This option may be exercised only by written notice delivered to the
attention of the Company's Secretary at the Company's principal office
in Richmond, Virginia.  The written notice shall specify the number of
shares being acquired pursuant to the exercise of the option when such
option is being exercised in part in accordance with subparagraph 2(b)
hereof.  The exercise date shall be the date upon which such notice is
received by the Company.  Such notice shall be accompanied by payment of
the option price in full for each share either in cash in United States
Dollars, or by the surrender of shares of Common Stock, or by cash
equivalent acceptable to the Company or any combination thereof having
an aggregate fair market value equal to the total option price for all
the shares being purchased.

		(d)	Cashless Exercise.  To the extent permitted by
applicable laws and regulations, at the request of the Optionee, the
Company will cooperate in a "cashless exercise" in accordance with
Section 7.03 of the Plan.

		(e)	Nontransferability.  This option is
nontransferable except, in the event of the Optionee's death, by will or
by the laws of descent and distribution subject to the terms hereof.
During Optionee's lifetime, this option may be exercised only by
Optionee.

	3.	Exercise in the Event of Death.  Subject to the six
month exercisability requirement set forth in Section 2(b) hereof, this
option shall remain exercisable with respect to any shares yet
unexercised in the event that Optionee dies prior to exercising this
option in full and prior to the Expiration Date of this option.  In that
event, this option may be exercised by

                               Page 2



Optionee's estate, or the person or persons to whom his rights under
this option shall pass by will or the laws of descent and distribution.
Optionee's estate or such persons must exercise this option with respect
to the remaining shares subject to the option, if at all, within two
years of the date of Optionee's death or during the remainder of the
period preceding the Expiration Date, whichever is shorter.

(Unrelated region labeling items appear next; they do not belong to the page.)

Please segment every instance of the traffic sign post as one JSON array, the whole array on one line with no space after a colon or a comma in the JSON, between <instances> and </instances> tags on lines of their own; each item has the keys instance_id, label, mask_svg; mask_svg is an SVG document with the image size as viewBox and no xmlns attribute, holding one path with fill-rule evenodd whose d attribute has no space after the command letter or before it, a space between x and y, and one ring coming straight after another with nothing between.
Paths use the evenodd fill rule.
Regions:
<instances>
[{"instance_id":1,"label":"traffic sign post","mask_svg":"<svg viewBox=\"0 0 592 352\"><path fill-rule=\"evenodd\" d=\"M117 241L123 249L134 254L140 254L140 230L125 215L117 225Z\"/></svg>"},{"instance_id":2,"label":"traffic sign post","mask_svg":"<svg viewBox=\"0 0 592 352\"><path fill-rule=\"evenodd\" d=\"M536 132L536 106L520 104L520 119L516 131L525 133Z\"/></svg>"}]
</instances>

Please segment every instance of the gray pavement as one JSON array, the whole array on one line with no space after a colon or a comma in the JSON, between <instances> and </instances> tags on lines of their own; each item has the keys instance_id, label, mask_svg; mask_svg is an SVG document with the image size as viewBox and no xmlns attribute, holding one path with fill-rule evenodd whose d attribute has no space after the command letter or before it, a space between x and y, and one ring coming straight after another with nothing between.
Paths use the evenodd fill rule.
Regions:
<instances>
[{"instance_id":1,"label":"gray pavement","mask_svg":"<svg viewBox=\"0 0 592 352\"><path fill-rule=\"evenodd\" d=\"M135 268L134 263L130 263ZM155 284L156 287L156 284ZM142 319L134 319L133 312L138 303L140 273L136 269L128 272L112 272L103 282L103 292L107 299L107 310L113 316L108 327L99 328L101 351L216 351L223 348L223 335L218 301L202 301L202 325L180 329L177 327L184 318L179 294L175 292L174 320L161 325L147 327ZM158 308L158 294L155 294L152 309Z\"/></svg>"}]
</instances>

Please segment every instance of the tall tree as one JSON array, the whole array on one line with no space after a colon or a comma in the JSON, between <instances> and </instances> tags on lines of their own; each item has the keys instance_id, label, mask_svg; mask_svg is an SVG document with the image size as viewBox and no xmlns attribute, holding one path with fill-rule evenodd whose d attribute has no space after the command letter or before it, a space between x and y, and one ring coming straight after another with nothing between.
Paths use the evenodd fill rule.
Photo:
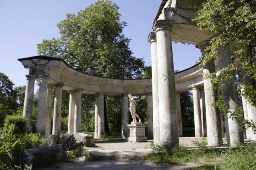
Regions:
<instances>
[{"instance_id":1,"label":"tall tree","mask_svg":"<svg viewBox=\"0 0 256 170\"><path fill-rule=\"evenodd\" d=\"M3 127L5 116L17 110L17 92L14 85L7 76L0 72L0 127Z\"/></svg>"},{"instance_id":2,"label":"tall tree","mask_svg":"<svg viewBox=\"0 0 256 170\"><path fill-rule=\"evenodd\" d=\"M62 58L74 68L94 75L115 78L141 77L144 62L132 55L128 47L130 40L122 33L127 23L120 21L118 9L111 1L102 0L76 15L67 14L66 19L57 24L60 37L43 40L38 45L38 53ZM86 98L90 101L83 106L90 109L94 104L91 100L94 98L86 95L82 96L82 101L86 101ZM110 98L106 98L108 112L114 113L109 108L115 108L116 103L108 102L116 100ZM121 103L120 99L118 102ZM112 122L114 121L110 121Z\"/></svg>"},{"instance_id":3,"label":"tall tree","mask_svg":"<svg viewBox=\"0 0 256 170\"><path fill-rule=\"evenodd\" d=\"M126 26L120 21L119 8L99 0L77 15L68 14L57 24L59 38L44 39L38 54L62 58L78 70L108 77L140 76L142 59L132 56L130 39L122 33Z\"/></svg>"},{"instance_id":4,"label":"tall tree","mask_svg":"<svg viewBox=\"0 0 256 170\"><path fill-rule=\"evenodd\" d=\"M198 11L199 16L194 20L201 29L219 33L211 39L210 45L206 49L203 64L216 57L221 59L220 49L225 49L228 44L235 44L231 47L231 58L234 63L220 70L218 75L213 74L207 76L212 78L217 87L234 78L234 75L245 72L244 75L248 76L250 80L246 80L246 84L238 85L244 88L242 94L248 102L254 106L256 105L256 11L255 0L208 0ZM223 112L228 111L222 101L219 100L216 106ZM238 116L235 115L233 115ZM238 120L240 121L239 119ZM255 124L254 128L256 132Z\"/></svg>"}]
</instances>

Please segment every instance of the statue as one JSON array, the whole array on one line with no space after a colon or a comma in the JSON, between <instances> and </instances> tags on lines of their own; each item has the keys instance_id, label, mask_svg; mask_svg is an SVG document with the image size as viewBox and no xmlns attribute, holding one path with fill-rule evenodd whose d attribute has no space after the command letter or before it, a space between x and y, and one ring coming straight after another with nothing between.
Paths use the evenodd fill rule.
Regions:
<instances>
[{"instance_id":1,"label":"statue","mask_svg":"<svg viewBox=\"0 0 256 170\"><path fill-rule=\"evenodd\" d=\"M130 101L130 108L129 110L131 112L131 114L132 115L132 117L133 121L131 123L136 123L137 119L136 117L139 119L139 122L141 123L141 119L139 117L139 115L136 113L136 109L135 108L135 106L136 105L136 102L135 100L132 97L132 96L131 94L128 95L128 97L130 98L129 101Z\"/></svg>"}]
</instances>

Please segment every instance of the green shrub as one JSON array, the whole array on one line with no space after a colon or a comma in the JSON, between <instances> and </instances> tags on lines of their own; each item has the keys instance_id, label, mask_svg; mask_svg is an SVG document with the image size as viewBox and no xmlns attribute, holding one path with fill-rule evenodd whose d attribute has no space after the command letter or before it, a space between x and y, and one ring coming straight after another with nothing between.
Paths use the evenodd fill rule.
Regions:
<instances>
[{"instance_id":1,"label":"green shrub","mask_svg":"<svg viewBox=\"0 0 256 170\"><path fill-rule=\"evenodd\" d=\"M11 124L8 129L0 130L0 170L10 169L20 165L22 151L38 147L42 143L42 139L37 134L16 134L14 126Z\"/></svg>"},{"instance_id":2,"label":"green shrub","mask_svg":"<svg viewBox=\"0 0 256 170\"><path fill-rule=\"evenodd\" d=\"M11 125L14 125L14 133L20 134L25 132L25 119L22 115L19 114L6 116L4 119L4 130L8 129Z\"/></svg>"}]
</instances>

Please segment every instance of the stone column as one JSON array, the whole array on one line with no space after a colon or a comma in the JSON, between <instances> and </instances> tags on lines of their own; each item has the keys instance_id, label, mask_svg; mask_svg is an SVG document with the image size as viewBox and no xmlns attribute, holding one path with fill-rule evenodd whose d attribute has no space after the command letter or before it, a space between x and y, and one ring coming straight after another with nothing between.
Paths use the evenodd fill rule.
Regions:
<instances>
[{"instance_id":1,"label":"stone column","mask_svg":"<svg viewBox=\"0 0 256 170\"><path fill-rule=\"evenodd\" d=\"M127 125L129 124L129 98L128 94L122 98L122 137L128 137Z\"/></svg>"},{"instance_id":2,"label":"stone column","mask_svg":"<svg viewBox=\"0 0 256 170\"><path fill-rule=\"evenodd\" d=\"M179 144L176 92L171 37L172 25L167 20L157 21L156 30L158 56L159 129L162 146Z\"/></svg>"},{"instance_id":3,"label":"stone column","mask_svg":"<svg viewBox=\"0 0 256 170\"><path fill-rule=\"evenodd\" d=\"M45 133L48 82L48 76L44 75L40 77L36 131L42 136L44 136Z\"/></svg>"},{"instance_id":4,"label":"stone column","mask_svg":"<svg viewBox=\"0 0 256 170\"><path fill-rule=\"evenodd\" d=\"M33 113L33 100L35 86L35 77L33 75L26 75L27 85L26 86L23 117L25 119L25 131L28 133L31 132L32 115Z\"/></svg>"},{"instance_id":5,"label":"stone column","mask_svg":"<svg viewBox=\"0 0 256 170\"><path fill-rule=\"evenodd\" d=\"M202 121L200 113L199 89L197 87L193 87L193 97L194 114L195 120L195 137L202 137Z\"/></svg>"},{"instance_id":6,"label":"stone column","mask_svg":"<svg viewBox=\"0 0 256 170\"><path fill-rule=\"evenodd\" d=\"M150 33L148 41L151 46L151 61L152 69L152 98L153 100L153 120L154 143L158 145L160 140L159 107L158 100L158 78L157 64L157 50L156 35L154 33Z\"/></svg>"},{"instance_id":7,"label":"stone column","mask_svg":"<svg viewBox=\"0 0 256 170\"><path fill-rule=\"evenodd\" d=\"M204 89L203 88L199 89L199 94L200 94L200 110L202 133L204 137L207 137L207 128L206 127L206 115L205 112L205 98L204 98Z\"/></svg>"},{"instance_id":8,"label":"stone column","mask_svg":"<svg viewBox=\"0 0 256 170\"><path fill-rule=\"evenodd\" d=\"M99 94L98 96L98 137L105 134L104 129L104 95Z\"/></svg>"},{"instance_id":9,"label":"stone column","mask_svg":"<svg viewBox=\"0 0 256 170\"><path fill-rule=\"evenodd\" d=\"M69 92L69 106L68 107L68 133L74 134L74 124L75 111L75 94L73 90Z\"/></svg>"},{"instance_id":10,"label":"stone column","mask_svg":"<svg viewBox=\"0 0 256 170\"><path fill-rule=\"evenodd\" d=\"M180 92L176 92L176 102L177 103L177 113L178 115L178 121L179 125L179 137L182 137L182 122L181 118L181 109L180 108Z\"/></svg>"},{"instance_id":11,"label":"stone column","mask_svg":"<svg viewBox=\"0 0 256 170\"><path fill-rule=\"evenodd\" d=\"M48 137L52 134L51 126L52 125L52 84L48 84L47 89L46 115L45 123L46 138Z\"/></svg>"},{"instance_id":12,"label":"stone column","mask_svg":"<svg viewBox=\"0 0 256 170\"><path fill-rule=\"evenodd\" d=\"M231 58L231 52L229 44L226 45L225 47L221 48L220 51L220 68L222 69L228 67L233 63L233 61ZM230 111L226 113L225 116L227 143L229 146L236 146L244 142L243 129L241 123L232 120L230 117L230 114L236 112L236 109L239 109L240 107L237 88L236 86L235 86L235 81L234 76L222 86L223 102ZM227 129L227 127L228 127Z\"/></svg>"},{"instance_id":13,"label":"stone column","mask_svg":"<svg viewBox=\"0 0 256 170\"><path fill-rule=\"evenodd\" d=\"M77 132L81 132L81 100L82 91L76 90L75 93L74 134Z\"/></svg>"},{"instance_id":14,"label":"stone column","mask_svg":"<svg viewBox=\"0 0 256 170\"><path fill-rule=\"evenodd\" d=\"M255 81L252 80L249 75L246 74L245 72L243 74L244 81L246 86L252 86L254 88L256 88L256 83ZM252 120L254 124L256 124L256 106L252 104L246 100L246 109L248 120ZM248 128L248 131L250 133L250 139L256 141L256 134L251 127Z\"/></svg>"},{"instance_id":15,"label":"stone column","mask_svg":"<svg viewBox=\"0 0 256 170\"><path fill-rule=\"evenodd\" d=\"M95 114L94 119L94 138L98 138L98 117L99 109L98 108L99 106L98 100L99 96L95 96Z\"/></svg>"},{"instance_id":16,"label":"stone column","mask_svg":"<svg viewBox=\"0 0 256 170\"><path fill-rule=\"evenodd\" d=\"M208 44L208 41L204 41L196 46L200 49L202 57L205 56L204 49ZM204 74L215 72L214 60L209 61L203 66ZM204 79L205 106L207 126L207 142L210 146L220 146L223 144L221 131L221 117L217 107L212 104L217 100L218 90L212 90L213 84L210 78Z\"/></svg>"},{"instance_id":17,"label":"stone column","mask_svg":"<svg viewBox=\"0 0 256 170\"><path fill-rule=\"evenodd\" d=\"M55 86L55 97L53 111L53 122L52 123L52 135L60 137L60 125L61 123L61 103L62 98L62 87L61 83L56 83Z\"/></svg>"},{"instance_id":18,"label":"stone column","mask_svg":"<svg viewBox=\"0 0 256 170\"><path fill-rule=\"evenodd\" d=\"M148 94L148 139L153 139L153 99L152 94Z\"/></svg>"},{"instance_id":19,"label":"stone column","mask_svg":"<svg viewBox=\"0 0 256 170\"><path fill-rule=\"evenodd\" d=\"M239 78L239 82L240 83L242 83L244 82L243 76L242 73L239 74L238 74L238 77ZM247 114L247 102L246 99L245 98L243 92L244 90L244 88L243 86L241 86L241 88L240 90L241 90L241 96L242 97L242 102L243 105L243 111L244 112L244 117L245 120L248 120L248 115ZM250 139L250 131L249 128L246 128L245 131L246 133L247 139Z\"/></svg>"}]
</instances>

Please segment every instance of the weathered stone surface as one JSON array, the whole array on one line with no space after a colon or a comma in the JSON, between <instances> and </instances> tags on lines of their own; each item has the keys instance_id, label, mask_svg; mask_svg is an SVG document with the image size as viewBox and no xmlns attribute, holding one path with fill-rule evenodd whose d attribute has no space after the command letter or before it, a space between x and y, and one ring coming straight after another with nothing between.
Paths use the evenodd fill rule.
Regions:
<instances>
[{"instance_id":1,"label":"weathered stone surface","mask_svg":"<svg viewBox=\"0 0 256 170\"><path fill-rule=\"evenodd\" d=\"M76 141L82 141L86 147L91 147L94 145L94 138L89 135L77 133L75 133L74 136Z\"/></svg>"},{"instance_id":2,"label":"weathered stone surface","mask_svg":"<svg viewBox=\"0 0 256 170\"><path fill-rule=\"evenodd\" d=\"M32 164L35 168L63 160L66 154L62 145L57 145L24 150L20 159L22 166Z\"/></svg>"},{"instance_id":3,"label":"weathered stone surface","mask_svg":"<svg viewBox=\"0 0 256 170\"><path fill-rule=\"evenodd\" d=\"M48 146L59 144L60 137L56 135L51 135L46 139L45 143Z\"/></svg>"},{"instance_id":4,"label":"weathered stone surface","mask_svg":"<svg viewBox=\"0 0 256 170\"><path fill-rule=\"evenodd\" d=\"M66 133L60 137L60 143L63 145L64 148L68 150L74 148L76 145L75 137L70 133Z\"/></svg>"},{"instance_id":5,"label":"weathered stone surface","mask_svg":"<svg viewBox=\"0 0 256 170\"><path fill-rule=\"evenodd\" d=\"M125 138L126 142L146 142L147 137L145 136L146 126L140 122L127 125L128 137Z\"/></svg>"}]
</instances>

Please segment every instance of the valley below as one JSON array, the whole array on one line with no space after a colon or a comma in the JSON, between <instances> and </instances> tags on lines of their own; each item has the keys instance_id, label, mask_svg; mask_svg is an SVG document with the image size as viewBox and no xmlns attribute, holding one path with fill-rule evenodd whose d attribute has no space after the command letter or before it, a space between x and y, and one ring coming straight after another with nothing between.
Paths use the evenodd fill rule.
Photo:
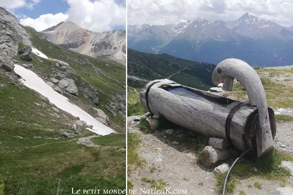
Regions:
<instances>
[{"instance_id":1,"label":"valley below","mask_svg":"<svg viewBox=\"0 0 293 195\"><path fill-rule=\"evenodd\" d=\"M268 106L275 114L275 149L264 158L241 160L233 169L226 194L290 194L293 170L283 163L293 163L293 66L253 68L260 77ZM148 117L140 105L141 89L129 87L127 91L129 188L170 187L171 191L186 189L188 194L222 194L225 175L214 169L223 163L231 165L234 159L207 168L199 158L208 144L208 136L170 122L157 130L150 131L144 122ZM212 92L248 100L245 89L236 81L231 92Z\"/></svg>"}]
</instances>

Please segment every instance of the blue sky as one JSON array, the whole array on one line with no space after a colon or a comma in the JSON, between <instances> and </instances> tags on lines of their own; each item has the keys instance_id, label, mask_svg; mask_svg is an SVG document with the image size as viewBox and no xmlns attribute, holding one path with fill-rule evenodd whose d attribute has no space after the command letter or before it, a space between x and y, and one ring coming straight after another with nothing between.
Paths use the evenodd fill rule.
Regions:
<instances>
[{"instance_id":1,"label":"blue sky","mask_svg":"<svg viewBox=\"0 0 293 195\"><path fill-rule=\"evenodd\" d=\"M34 19L41 15L47 13L55 14L59 12L65 13L69 8L67 3L63 0L43 0L34 6L32 10L23 7L15 9L14 13L20 15L24 14Z\"/></svg>"},{"instance_id":2,"label":"blue sky","mask_svg":"<svg viewBox=\"0 0 293 195\"><path fill-rule=\"evenodd\" d=\"M70 21L93 31L125 29L126 0L0 0L20 23L40 31Z\"/></svg>"}]
</instances>

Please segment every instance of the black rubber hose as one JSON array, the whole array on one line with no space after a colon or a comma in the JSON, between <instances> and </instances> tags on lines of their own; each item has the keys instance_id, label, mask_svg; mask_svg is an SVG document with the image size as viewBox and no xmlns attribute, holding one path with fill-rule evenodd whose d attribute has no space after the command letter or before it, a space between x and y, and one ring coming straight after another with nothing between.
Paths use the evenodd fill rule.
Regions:
<instances>
[{"instance_id":1,"label":"black rubber hose","mask_svg":"<svg viewBox=\"0 0 293 195\"><path fill-rule=\"evenodd\" d=\"M227 175L226 175L226 178L225 178L225 181L224 182L224 186L223 187L223 195L225 195L226 193L226 186L227 185L227 182L228 182L228 179L229 179L229 176L230 175L230 173L231 172L231 171L232 170L232 169L233 168L233 167L236 164L238 161L243 157L247 153L252 150L256 146L256 145L254 145L252 146L251 148L243 153L241 155L239 156L239 157L236 158L236 159L235 160L235 161L233 163L233 164L231 166L231 167L230 168L229 170L228 171L228 172L227 173Z\"/></svg>"}]
</instances>

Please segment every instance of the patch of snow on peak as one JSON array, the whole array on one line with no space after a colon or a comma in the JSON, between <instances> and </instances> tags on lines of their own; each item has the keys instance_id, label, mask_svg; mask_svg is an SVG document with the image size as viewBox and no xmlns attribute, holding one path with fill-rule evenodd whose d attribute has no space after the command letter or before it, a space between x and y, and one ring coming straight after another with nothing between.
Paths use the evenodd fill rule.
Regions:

	4.	Exercise in the Event of Permanent and Total Disability.
Subject to the six month exercisability requirement set forth in Section
2(b) hereof, this option shall remain exercisable with respect to any
shares yet unexercised if Optionee becomes permanently and totally
disabled (within the meaning of Section 105(d)(4) of the Code) while
serving on the Board prior to exercising this Option in full and prior
to the Expiration Date of this option.  In such event, Optionee must
exercise this option with respect to the remaining shares subject to the
option, if at all, within two years of the date on which he ceases
serving on the Board due to permanent and total disability or during the
remainder of the period preceding the Expiration Date, whichever is
shorter.

	5.	Exercise After Resignation, Non-Election or Other
Approved Circumstance.  Subject to the six month exercisability
requirement set forth in Section 2(b) hereof, in the event that Optionee
resigns from or is not re-elected or does not stand for re-election to
the Board or in any other circumstance approved by the Board in its sole
discretion, this option shall remain exercisable with respect to any
shares yet unexercised but must be exercised by Optionee, if at all,
within two years following the date of his resignation or cessation of
service on the Board, or within the period prescribed by the Board in an
approved circumstance, or during the remainder of the period preceding
the Expiration Date, whichever is shorter.

                               Page 3


	6.	Fractional Shares.  Fractional shares shall not be
issuable hereunder, and when any provision hereof may entitle Optionee
to a fractional share such fraction shall be disregarded.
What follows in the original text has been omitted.